Loehrke v. Wanta Builders, Inc.,
¶ 48. French Corporation argues that the damages in this case were undeterminable because it did not know whether it would succeed on its legal argument that the stipulated damages provision was an unenforceable penalty provision and, therefore, it could not calculate Kernz's potential damages. A similar argument was addressed and rejected in Wenzel Brothers, 88 *153 Wis. 2d at 697. In Wenzel Brothers, the defendants disputed whether a statutorily mandated liquidated damages provision applied. Id. at 694. After concluding that the statute did apply, the court awarded prejudgment interest over the defendants' objection because the defendants disputed only their liability under the statutory liquidated damages provision; there was no dispute over the computation of damages.

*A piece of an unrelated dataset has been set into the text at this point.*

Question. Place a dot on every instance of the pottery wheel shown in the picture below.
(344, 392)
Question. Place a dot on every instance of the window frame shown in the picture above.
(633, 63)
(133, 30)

Id. at 698. As in Wenzel Brothers, French Corporation merely disputes its liability under the stipulated damages clause. The amount the company owed under the contract was easily calculable: salary and benefits for the remainder of the contract term.
¶ 49. French Corporation attempts to distinguish Wenzel Brothers from the instant case by arguing that Wenzel Brothers involved the applicability of a statutory liquidated damages provision rather than a dispute over the reasonableness of a stipulated damages clause. We think this is a distinction without a difference, and French Corporation does not persuade us otherwise.
Conclusion
¶ 50. We affirm the judgment entered against French Corporation. We reverse the trial court's order denying Kernz's request for pre-verdict interest. Kernz contends that he is owed pre-verdict interest from January 19, 2001, the day French Corporation breached the contract, to November 19, 2001, the day he was tendered a settlement offer under Wis. Stat. § 807.01(4). French Corporation does not dispute this assessment and, therefore, we remand the cause to the trial court to enter an order consistent with this decision.
*154 By the Court. — Judgment affirmed; order reversed and cause remanded with directions.
Notes
All references to the Wisconsin Statutes are to the 2001-02 version unless otherwise noted.
French Corporation points to testimony which seemingly conflicts with some of the circuit court's findings, but the company does not argue that the circuit court's findings are clearly erroneous. We decline to develop this argument for French and then resolve the issue.
See State v. Pettit,
For purposes of this decision, we will assume Kernz will maintain the job paying $90,000 for the duration of the three-year term.